Terbit pada tahun 2024 oleh Springer Nature, buku ini merupakan salah satu karya terlengkap yang mengaitkan tiga poros utama pembangunan berkelanjutan: energi terbarukan, ekonomi sirkular, dan pembiayaan berkelanjutan (ESG Financing).
Ia berupaya menjembatani kesenjangan antara teori energi bersih dan realitas ekonomi-politik yang menentukan apakah transisi hijau bisa benar-benar terjadi atau hanya menjadi jargon kebijakan.
Kandpal dan Jaswal, keduanya berasal dari latar belakang ekonomi dan manajemen energi, menulis buku ini dengan semangat interdisipliner: memadukan analisis finansial, kebijakan publik, dan studi kasus sektor energi.

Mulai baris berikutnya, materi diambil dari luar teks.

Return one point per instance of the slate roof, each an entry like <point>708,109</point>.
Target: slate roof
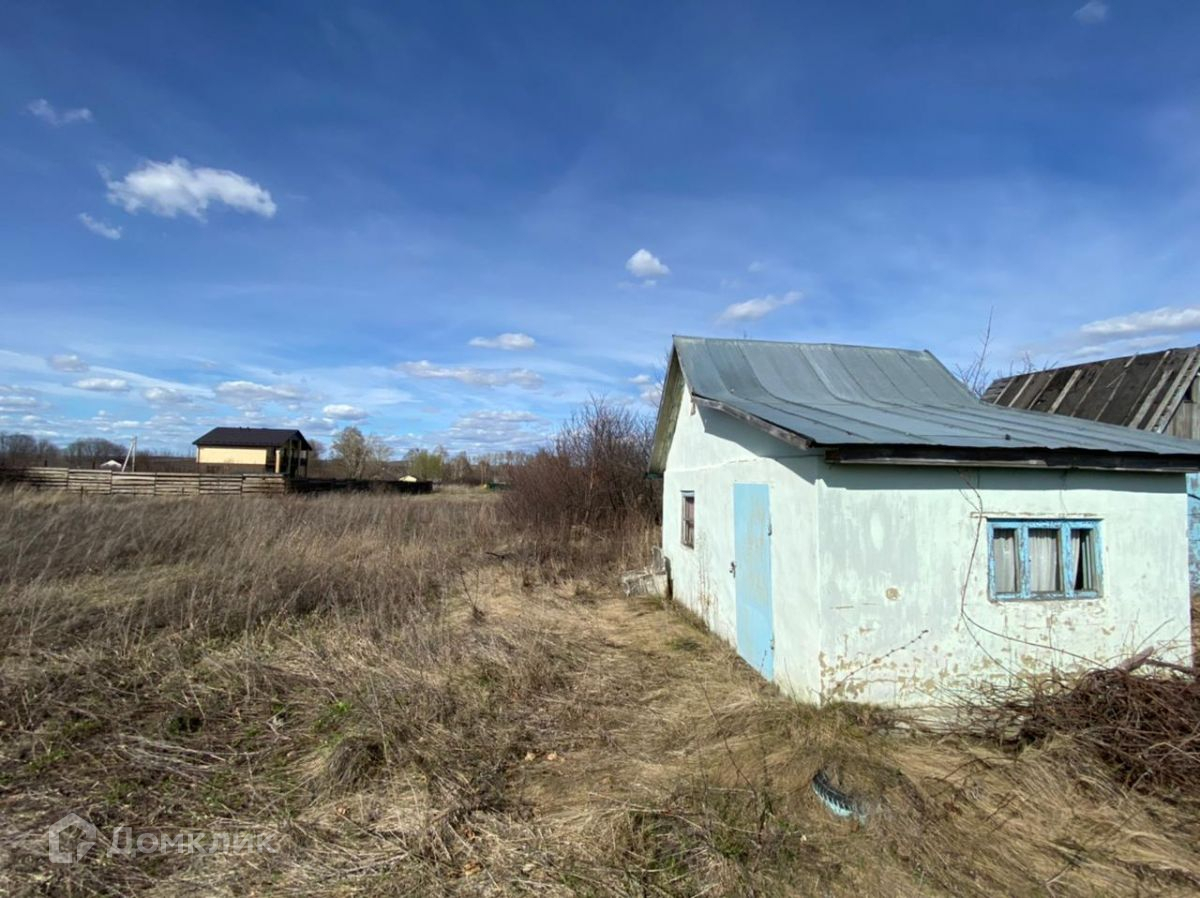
<point>1140,391</point>
<point>831,395</point>
<point>251,437</point>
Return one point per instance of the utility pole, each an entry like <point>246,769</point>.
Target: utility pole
<point>131,455</point>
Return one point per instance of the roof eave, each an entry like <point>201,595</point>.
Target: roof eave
<point>999,458</point>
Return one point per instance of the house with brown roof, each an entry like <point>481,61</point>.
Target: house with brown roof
<point>253,450</point>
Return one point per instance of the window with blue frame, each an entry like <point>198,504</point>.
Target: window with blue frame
<point>1044,560</point>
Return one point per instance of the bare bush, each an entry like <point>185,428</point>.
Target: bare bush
<point>593,477</point>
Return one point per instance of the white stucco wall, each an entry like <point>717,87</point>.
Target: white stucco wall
<point>708,455</point>
<point>880,574</point>
<point>906,617</point>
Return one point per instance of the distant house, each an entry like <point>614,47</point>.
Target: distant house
<point>1155,391</point>
<point>858,525</point>
<point>253,449</point>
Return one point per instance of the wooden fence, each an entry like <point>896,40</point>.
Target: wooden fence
<point>108,483</point>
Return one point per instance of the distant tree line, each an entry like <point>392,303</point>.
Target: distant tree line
<point>357,455</point>
<point>351,454</point>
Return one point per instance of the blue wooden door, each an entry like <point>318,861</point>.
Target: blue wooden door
<point>751,572</point>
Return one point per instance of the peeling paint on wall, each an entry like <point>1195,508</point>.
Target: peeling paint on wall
<point>881,573</point>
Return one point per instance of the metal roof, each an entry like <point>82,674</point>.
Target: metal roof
<point>251,437</point>
<point>831,395</point>
<point>1135,390</point>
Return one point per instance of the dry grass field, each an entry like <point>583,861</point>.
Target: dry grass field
<point>413,696</point>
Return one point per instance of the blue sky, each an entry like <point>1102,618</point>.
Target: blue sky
<point>451,222</point>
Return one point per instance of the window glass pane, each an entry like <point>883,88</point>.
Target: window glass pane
<point>1003,558</point>
<point>1044,561</point>
<point>1083,554</point>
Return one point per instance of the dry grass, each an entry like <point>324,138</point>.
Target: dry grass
<point>414,699</point>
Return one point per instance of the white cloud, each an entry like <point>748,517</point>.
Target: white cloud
<point>645,263</point>
<point>473,376</point>
<point>103,384</point>
<point>1158,321</point>
<point>505,341</point>
<point>345,413</point>
<point>755,309</point>
<point>17,399</point>
<point>166,396</point>
<point>47,113</point>
<point>651,394</point>
<point>100,227</point>
<point>247,391</point>
<point>174,187</point>
<point>1093,12</point>
<point>493,431</point>
<point>69,361</point>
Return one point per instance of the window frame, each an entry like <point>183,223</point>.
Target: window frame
<point>688,497</point>
<point>1066,560</point>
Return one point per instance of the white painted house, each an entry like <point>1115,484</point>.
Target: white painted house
<point>861,526</point>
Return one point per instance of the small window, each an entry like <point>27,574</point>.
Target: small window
<point>1044,560</point>
<point>688,536</point>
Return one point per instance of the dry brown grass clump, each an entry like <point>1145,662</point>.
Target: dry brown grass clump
<point>1146,729</point>
<point>413,696</point>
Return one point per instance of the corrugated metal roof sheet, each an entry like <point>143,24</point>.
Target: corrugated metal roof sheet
<point>251,437</point>
<point>855,395</point>
<point>1133,390</point>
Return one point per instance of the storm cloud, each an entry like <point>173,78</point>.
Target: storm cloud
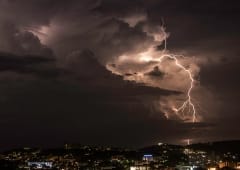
<point>73,70</point>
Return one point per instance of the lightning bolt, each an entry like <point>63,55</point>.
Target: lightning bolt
<point>188,103</point>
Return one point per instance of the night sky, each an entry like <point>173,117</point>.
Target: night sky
<point>87,71</point>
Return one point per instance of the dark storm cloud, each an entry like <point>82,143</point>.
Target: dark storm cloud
<point>156,72</point>
<point>91,105</point>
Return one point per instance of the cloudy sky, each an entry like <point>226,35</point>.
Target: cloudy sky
<point>104,72</point>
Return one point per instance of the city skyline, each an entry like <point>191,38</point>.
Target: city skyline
<point>119,73</point>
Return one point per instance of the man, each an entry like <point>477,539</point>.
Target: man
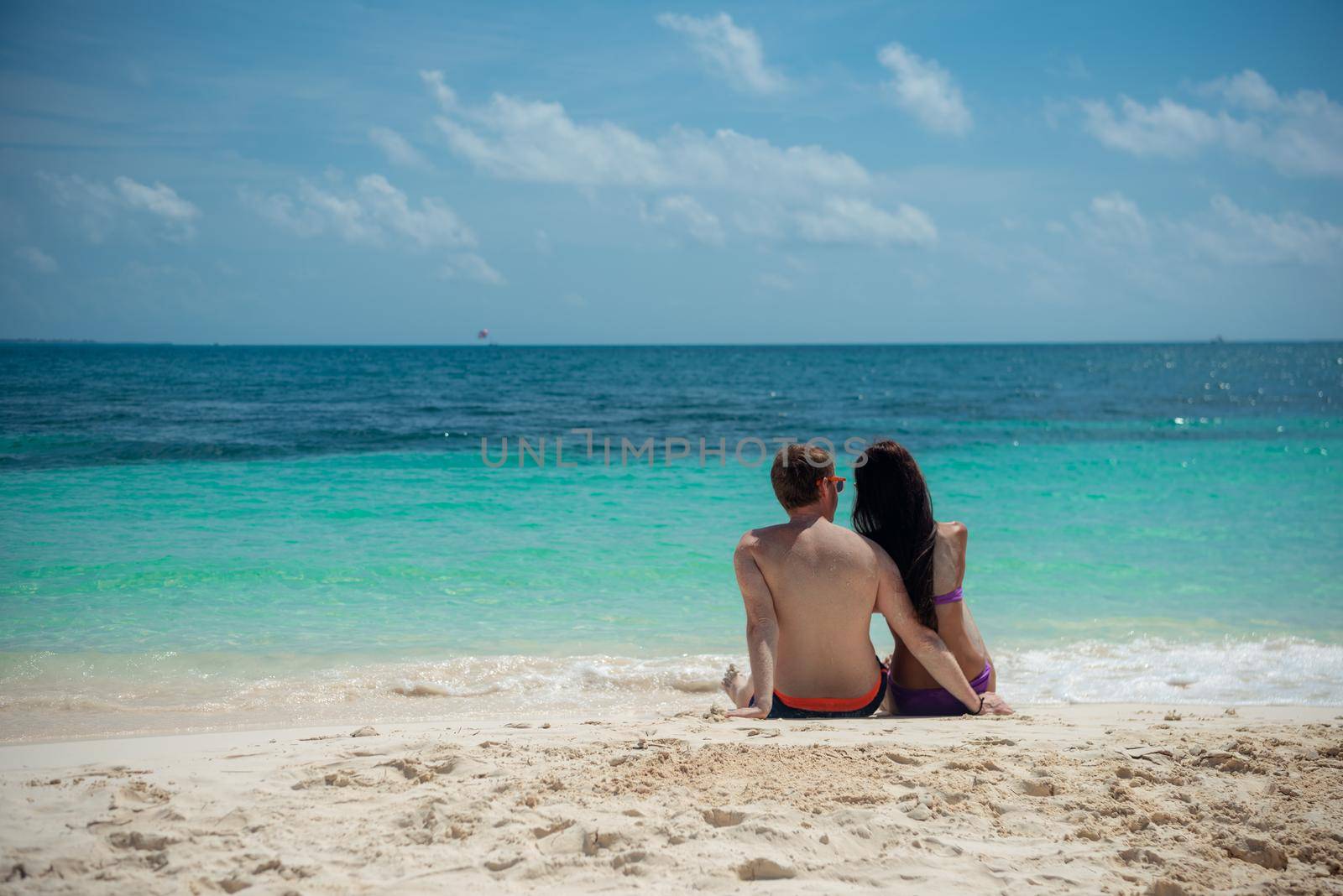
<point>810,589</point>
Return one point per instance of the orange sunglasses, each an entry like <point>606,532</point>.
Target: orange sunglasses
<point>837,481</point>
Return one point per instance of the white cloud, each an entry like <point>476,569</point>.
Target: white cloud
<point>854,221</point>
<point>101,208</point>
<point>442,93</point>
<point>685,211</point>
<point>1298,134</point>
<point>373,212</point>
<point>760,190</point>
<point>1114,221</point>
<point>537,141</point>
<point>1240,237</point>
<point>396,148</point>
<point>729,49</point>
<point>38,259</point>
<point>160,201</point>
<point>926,90</point>
<point>473,267</point>
<point>1228,233</point>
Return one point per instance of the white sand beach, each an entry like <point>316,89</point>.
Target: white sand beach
<point>1058,799</point>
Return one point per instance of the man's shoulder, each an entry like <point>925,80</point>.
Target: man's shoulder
<point>762,535</point>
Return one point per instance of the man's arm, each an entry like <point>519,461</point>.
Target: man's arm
<point>762,628</point>
<point>930,649</point>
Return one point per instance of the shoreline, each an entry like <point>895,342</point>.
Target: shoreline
<point>60,698</point>
<point>1094,797</point>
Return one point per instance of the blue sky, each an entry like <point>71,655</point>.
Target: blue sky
<point>848,172</point>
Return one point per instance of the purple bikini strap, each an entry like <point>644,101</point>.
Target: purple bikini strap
<point>950,597</point>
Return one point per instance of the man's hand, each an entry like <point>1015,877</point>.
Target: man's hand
<point>994,705</point>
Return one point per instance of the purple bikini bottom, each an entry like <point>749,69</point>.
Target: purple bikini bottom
<point>935,701</point>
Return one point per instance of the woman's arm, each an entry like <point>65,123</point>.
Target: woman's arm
<point>762,629</point>
<point>930,649</point>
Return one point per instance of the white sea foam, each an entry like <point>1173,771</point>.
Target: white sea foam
<point>71,695</point>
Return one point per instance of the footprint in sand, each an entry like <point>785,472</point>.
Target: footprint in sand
<point>724,817</point>
<point>765,869</point>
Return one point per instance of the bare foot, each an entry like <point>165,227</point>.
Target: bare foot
<point>736,685</point>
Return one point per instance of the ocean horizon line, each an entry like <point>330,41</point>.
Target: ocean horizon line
<point>13,341</point>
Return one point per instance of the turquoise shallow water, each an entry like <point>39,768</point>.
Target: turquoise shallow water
<point>188,533</point>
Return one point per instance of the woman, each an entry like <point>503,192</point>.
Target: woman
<point>892,508</point>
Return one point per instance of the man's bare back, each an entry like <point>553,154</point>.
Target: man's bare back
<point>823,582</point>
<point>810,589</point>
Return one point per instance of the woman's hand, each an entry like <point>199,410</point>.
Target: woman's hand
<point>994,705</point>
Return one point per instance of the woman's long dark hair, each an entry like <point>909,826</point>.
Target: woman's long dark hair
<point>892,508</point>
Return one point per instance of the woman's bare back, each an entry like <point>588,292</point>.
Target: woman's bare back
<point>955,624</point>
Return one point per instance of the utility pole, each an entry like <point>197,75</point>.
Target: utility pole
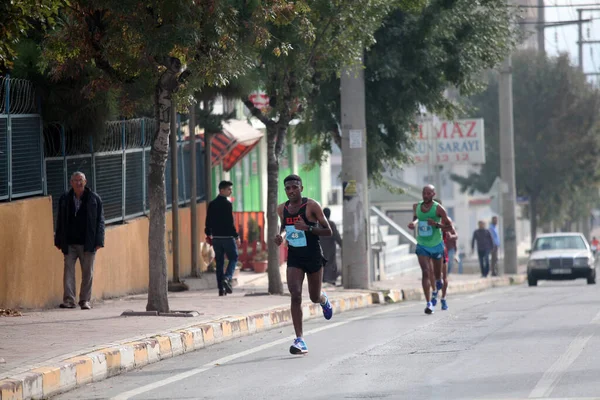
<point>193,189</point>
<point>507,168</point>
<point>580,36</point>
<point>356,257</point>
<point>207,161</point>
<point>541,21</point>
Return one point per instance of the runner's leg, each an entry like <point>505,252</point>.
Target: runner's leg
<point>295,278</point>
<point>316,293</point>
<point>315,280</point>
<point>426,270</point>
<point>445,279</point>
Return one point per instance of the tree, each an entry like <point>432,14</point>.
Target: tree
<point>417,55</point>
<point>310,40</point>
<point>152,50</point>
<point>17,18</point>
<point>557,142</point>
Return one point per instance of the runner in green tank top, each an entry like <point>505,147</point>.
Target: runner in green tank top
<point>430,245</point>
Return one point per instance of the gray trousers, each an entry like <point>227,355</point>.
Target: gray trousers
<point>495,261</point>
<point>87,274</point>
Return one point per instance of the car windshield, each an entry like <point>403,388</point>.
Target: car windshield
<point>559,243</point>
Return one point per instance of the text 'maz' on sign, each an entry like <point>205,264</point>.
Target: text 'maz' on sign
<point>450,142</point>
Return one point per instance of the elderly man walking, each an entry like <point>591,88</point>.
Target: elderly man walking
<point>79,234</point>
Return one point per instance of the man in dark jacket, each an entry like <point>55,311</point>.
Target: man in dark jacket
<point>328,244</point>
<point>79,233</point>
<point>222,235</point>
<point>485,244</point>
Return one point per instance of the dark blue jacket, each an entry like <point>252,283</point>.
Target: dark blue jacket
<point>94,235</point>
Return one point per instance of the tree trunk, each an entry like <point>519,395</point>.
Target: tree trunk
<point>533,216</point>
<point>158,277</point>
<point>275,284</point>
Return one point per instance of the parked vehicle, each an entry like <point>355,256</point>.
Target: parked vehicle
<point>561,256</point>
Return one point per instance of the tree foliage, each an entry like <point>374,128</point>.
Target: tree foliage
<point>308,42</point>
<point>417,54</point>
<point>557,141</point>
<point>17,18</point>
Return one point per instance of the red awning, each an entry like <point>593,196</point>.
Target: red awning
<point>230,146</point>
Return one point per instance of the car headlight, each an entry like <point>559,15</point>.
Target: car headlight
<point>581,262</point>
<point>538,264</point>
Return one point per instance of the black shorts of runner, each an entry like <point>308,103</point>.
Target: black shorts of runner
<point>309,266</point>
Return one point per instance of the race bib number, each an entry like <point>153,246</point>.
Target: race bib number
<point>425,229</point>
<point>294,237</point>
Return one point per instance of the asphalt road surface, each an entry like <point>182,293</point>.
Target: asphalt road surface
<point>511,343</point>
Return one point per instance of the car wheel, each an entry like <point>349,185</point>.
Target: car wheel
<point>531,280</point>
<point>592,278</point>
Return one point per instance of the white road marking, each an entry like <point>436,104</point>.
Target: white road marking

Hasilnya adalah panduan konseptual sekaligus praktis bagi akademisi, regulator, maupun korporasi yang ingin memahami bagaimana transisi energi dapat dibiayai dan dijalankan secara adil.
Struktur dan Isi Buku: Dari Teori ESG hingga Implementasi Finansial
Buku ini terdiri atas empat bagian besar yang saling terkait: Teori Transisi Energi dan ESG, Ekonomi Sirkular dalam Energi Terbarukan, Pembiayaan dan Investasi Hijau, dan Kebijakan, Kasus, dan Jalan ke Depan. Kita akan bahas 4 bagian tersebut:
1. Fondasi Teoretis: Menafsir Ulang Transisi Energi
Bab-bab awal menguraikan kerangka konseptual mengenai sustainable energy transition. Kandpal menjelaskan bahwa transisi energi tidak bisa dilepaskan dari tiga “pilar” keberlanjutan: Environmental, Social, & Governance (ESG).
Menurutnya, ESG bukan hanya alat ukur tanggung jawab perusahaan, tetapi sistem etika ekonomi baru yang harus menyertai investasi energi.
Bab-bab ini menyoroti bahwa masih banyak perusahaan dan lembaga keuangan yang melihat energi hijau hanya sebagai peluang profit, bukan transformasi nilai.
Di sini, para penulis menegaskan pentingnya alignment antara investasi dan dampak sosial-lingkungan agar transisi energi tidak menciptakan “kolonialisme hijau” — konsep yang juga disinggung dalam buku The Future of Just Transitions (McCauley dkk., 2024).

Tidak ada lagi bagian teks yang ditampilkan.